Wie weet nog hoe de ooit beroemde mensaap op de omslag van dit boek heet? En wie kent nog de man met de snor die hem vaderlijk op de arm houdt? Ooit hielp Mafuka zijn oppasser Willem Houtman dagelijks met het voeren van de andere apen in het Apenhuis, vervolgens vermaakte hij de bezoekers door buiten op het grasveld touwtje te springen. Mafuka was bijzonder, maar niemand wist nog hoe uniek hij echt was.

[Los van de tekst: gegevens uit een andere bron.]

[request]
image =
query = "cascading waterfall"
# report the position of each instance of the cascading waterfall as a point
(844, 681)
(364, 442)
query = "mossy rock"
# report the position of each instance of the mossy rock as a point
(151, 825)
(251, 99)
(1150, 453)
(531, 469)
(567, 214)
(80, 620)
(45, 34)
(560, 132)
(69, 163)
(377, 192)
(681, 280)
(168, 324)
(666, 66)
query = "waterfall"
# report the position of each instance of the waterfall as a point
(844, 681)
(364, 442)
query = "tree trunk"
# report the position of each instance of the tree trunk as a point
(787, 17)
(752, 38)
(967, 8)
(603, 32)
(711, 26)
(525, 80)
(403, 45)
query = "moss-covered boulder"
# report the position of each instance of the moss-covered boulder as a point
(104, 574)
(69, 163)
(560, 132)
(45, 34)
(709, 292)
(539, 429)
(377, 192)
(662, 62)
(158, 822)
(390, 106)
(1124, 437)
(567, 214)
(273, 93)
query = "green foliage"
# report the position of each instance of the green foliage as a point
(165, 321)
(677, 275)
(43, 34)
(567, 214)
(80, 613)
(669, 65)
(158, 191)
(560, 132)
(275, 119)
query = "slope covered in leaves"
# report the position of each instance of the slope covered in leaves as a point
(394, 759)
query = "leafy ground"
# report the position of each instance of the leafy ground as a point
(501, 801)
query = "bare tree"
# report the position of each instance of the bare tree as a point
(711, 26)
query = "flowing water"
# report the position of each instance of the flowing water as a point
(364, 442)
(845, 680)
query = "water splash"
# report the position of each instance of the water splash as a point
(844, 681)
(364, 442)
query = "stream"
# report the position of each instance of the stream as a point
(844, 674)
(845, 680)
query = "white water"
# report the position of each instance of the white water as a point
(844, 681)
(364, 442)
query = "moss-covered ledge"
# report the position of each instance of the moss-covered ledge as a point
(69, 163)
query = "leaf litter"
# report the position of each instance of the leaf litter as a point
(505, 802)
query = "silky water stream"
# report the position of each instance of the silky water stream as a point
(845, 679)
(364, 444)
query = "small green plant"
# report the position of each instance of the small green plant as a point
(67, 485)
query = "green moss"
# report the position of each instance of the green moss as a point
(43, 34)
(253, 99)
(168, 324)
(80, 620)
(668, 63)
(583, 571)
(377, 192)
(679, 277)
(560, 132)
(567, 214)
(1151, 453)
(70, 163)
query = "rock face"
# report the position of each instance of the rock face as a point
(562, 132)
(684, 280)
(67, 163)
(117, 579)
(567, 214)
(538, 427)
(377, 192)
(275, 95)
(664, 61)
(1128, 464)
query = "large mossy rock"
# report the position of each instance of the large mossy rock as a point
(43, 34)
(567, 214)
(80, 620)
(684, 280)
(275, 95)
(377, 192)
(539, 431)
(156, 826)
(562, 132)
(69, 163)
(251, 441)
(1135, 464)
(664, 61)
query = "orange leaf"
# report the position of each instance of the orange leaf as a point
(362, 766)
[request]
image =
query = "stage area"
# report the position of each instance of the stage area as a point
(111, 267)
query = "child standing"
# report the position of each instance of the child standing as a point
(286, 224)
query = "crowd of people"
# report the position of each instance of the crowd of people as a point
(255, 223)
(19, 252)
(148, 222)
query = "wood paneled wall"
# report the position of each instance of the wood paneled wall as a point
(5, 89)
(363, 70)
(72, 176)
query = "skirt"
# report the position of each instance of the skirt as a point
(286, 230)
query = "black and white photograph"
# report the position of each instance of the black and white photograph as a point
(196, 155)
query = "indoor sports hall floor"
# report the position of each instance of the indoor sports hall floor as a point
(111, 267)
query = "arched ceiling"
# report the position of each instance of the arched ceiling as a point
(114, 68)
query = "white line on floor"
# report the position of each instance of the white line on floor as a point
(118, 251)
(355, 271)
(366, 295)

Tegenwoordig is dierverzorger Job van Tol regelmatig aan te treffen op zijn rondje door het park. Gefascineerd door het idee dat sinds de oprichting in 1838 vele mensen en dieren vóór hem Artis bevolkten, dook Van Tol de archieven in, op zoek naar hun verhalen. Die wisselt hij af met reflecties over het leven als dierverzorger van nu. De oppasser gaat over de beeldbepalende personages (m/d) uit de geschiedenis van Artis, en daarmee over de ontwikkeling in de relatie tussen mens, dier en aarde door de jaren heen.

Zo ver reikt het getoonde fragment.